DOĞU AVRUPA’NIN ÜRETİM GÜCÜ
2006 yılında Doğu Avrupa’nın otomotiv üretimindeki potansiyeli gözler önüne serilirken, Rusya uluslararası markalar için çok daha önemli bir ülke haline geldi. Genaral Motors Avrupa, Renault ve Volkswagen Grubu, Rusya’da yeni fabrika kuracaklarını açıkladı. Ford Avrupa, ülkedeki mevcut üretim kapasitesini büyüteceğini, Toyota ise önümüzdeki yıl Rusya’da Camry üreteceğini açıkladı. Diğer taraftan Orta ve Doğu Avrupa’da otomotiv üretimi açısından önemli gelişmeler yaşadı. Türkiye’nin elinin tersiyle ittiği bazı yatırımlar bu bölgede sırayla devreye girmeye başladı. Kia, Slovakya’da kurduğu fabrikada üretime geçerken, Türkiye’nin kaçırdığı Hyundai yatırımı ise çek Cumhuriyeti’nde karar kıldı ve 2008 yılında üretim kararı aldı. PSA Grubu, İngiltere’deki fabrikasını kapatacağını açıklarken, Slovakya’da üretime başladı. Son olarak ise General Motors Avrupa, Polonya’da üretimini artırdı ve Chevrolet Aveo üretimini de bu ülkeye kaydırdığını açıkladı.
SATILIK MARKALAR VAR
2006 yılı bir çok Avrupalı otomotiv markası için de çok zor bir yıl oldu. Mali sıkıntıdaki Ford Motor, Aston Martin’i satılığa çıkartırken, Jaguar ve Land Rover markaların da satılabileceği açıklandı. DaimlerChrysler, Smart markası için alıcı bulamadığı için, tek bir modelle ayakta kalmak için ForFour modelinin üretimini durdurdu.
GHOSN VE WAGONER GÖRÜŞMELERİ
2006 yılının otomotiv sektörü adına dünyada konuşulan en önemli hikayesi ise kuşkusuz General Motors ve Renault-Nissan’ın birleşme görüşmeleriydi. GM’nin hissedarı Kirk Kerkorian’ın yılda 240 milyar dolarlık bir dev yaratma planı, 3 aydan fazla süren görüşmeler sonrasında sonuçsuz kaldı.
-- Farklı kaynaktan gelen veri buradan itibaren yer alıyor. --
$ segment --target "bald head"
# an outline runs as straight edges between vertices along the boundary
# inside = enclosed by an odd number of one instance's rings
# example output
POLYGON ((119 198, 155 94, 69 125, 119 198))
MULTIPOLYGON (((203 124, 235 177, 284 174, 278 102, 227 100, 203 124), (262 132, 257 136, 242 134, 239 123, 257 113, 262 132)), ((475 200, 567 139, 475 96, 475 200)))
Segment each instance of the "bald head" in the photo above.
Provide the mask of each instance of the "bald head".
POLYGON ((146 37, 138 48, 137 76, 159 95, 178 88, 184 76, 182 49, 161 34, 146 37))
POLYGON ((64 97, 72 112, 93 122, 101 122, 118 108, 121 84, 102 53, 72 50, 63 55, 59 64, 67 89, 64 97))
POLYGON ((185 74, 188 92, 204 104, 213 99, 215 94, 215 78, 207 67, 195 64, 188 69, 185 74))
Tabi Çinli otomotiv markalarını da unutmamak lazım. 2006 yılında en çok tartışılan konuların başında Çinli markaların Avrupa ve Amerika’ya ne zaman gireceğiydi. Bu yıl Çinli otomobiller küçük adetlerle Avrupa pazarına girmeye başladı bile. Şimdi otomotiv sektöründe tüm gözler 2007’de. Umarım 2007 Türk otomotiv sektörü için 2006’dan daha hayırlı bir yıl olur.